Au détour de ce carnet de voyage kaléidoscopique qu’est Trois Jours en Grèce, où Ponge côtoie, outre son compatriote admiré Claudel, les Hellènes Homère, Théocrite, Euripides, et surtout Yannis Rítsos, au grand registre des citations, une voix, a priori celle de Jean Thibaudeau, relate l’anecdote suivante :
Un soir, à Athènes, Jean-Daniel me disait : « Mon film, c’est un vase : on peut le remplir, de tout ce que l’on veut ». Et je lui ai répondu : « Non. Pour moi, un vase doit être vide, sonore, musical, et je ne saurais qu’y tracer dessus quelques petits traits de paroles qu’on pourrait effacer facilement ».

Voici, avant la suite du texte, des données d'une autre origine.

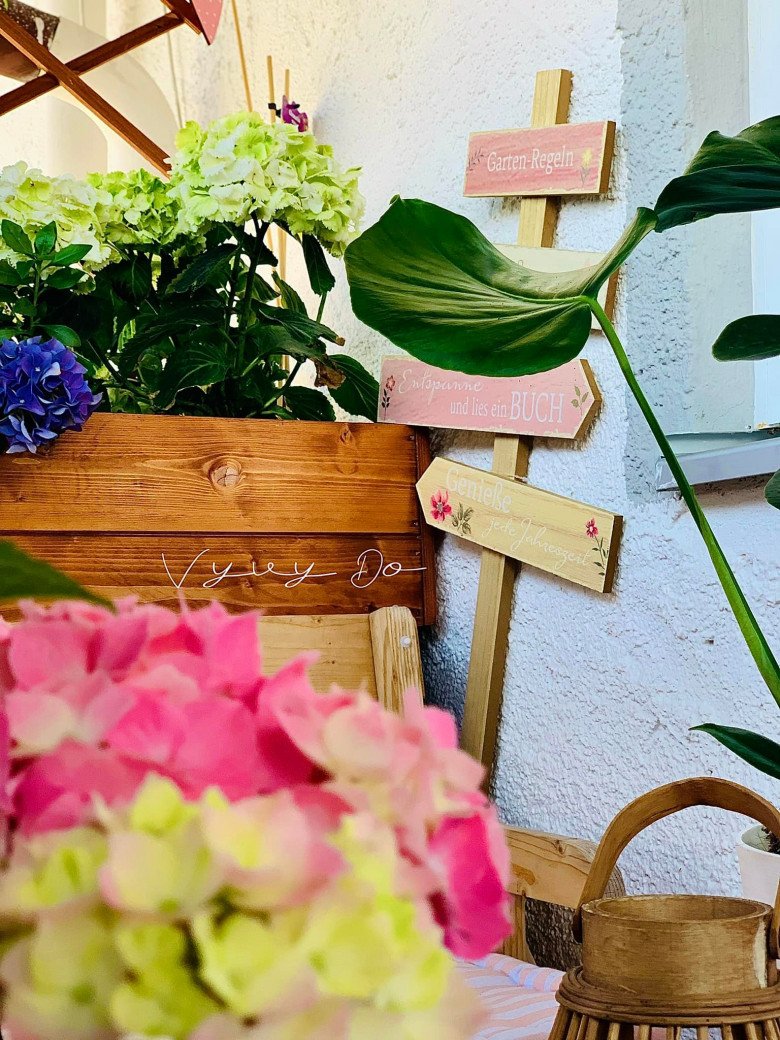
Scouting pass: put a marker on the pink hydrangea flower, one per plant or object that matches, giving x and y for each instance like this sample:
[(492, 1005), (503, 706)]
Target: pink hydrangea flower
[(97, 701)]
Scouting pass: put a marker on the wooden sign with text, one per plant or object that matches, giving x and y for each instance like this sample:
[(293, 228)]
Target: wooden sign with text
[(571, 158), (560, 536), (561, 404), (289, 518)]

Remplissage contre labilité. S’agissant de deux très fins connaisseurs de l’œuvre pongienne, il fait peu de doute que le vase, au reste périodiquement visualisé sous les espèces de la céramique antique dans la filmographie polletienne, fait deviner en filigrane - ou entendre en sourdine - un récipient apparenté, « objet médiocre » ou « simple intermédiaire [1] », qui s’avérera en coda métaphoriser le processus de la parole : la cruche. Laquelle oscille incessamment entre les deux pôles posés par Pollet et Thibaudeau - autrement dit, entre le plein et le vide :
Cruche d’abord est vide et le plus tôt possible vide encore.
Cruche vide est sonore.
Cruche d’abord est vide et s’emplit en chantant [2] ».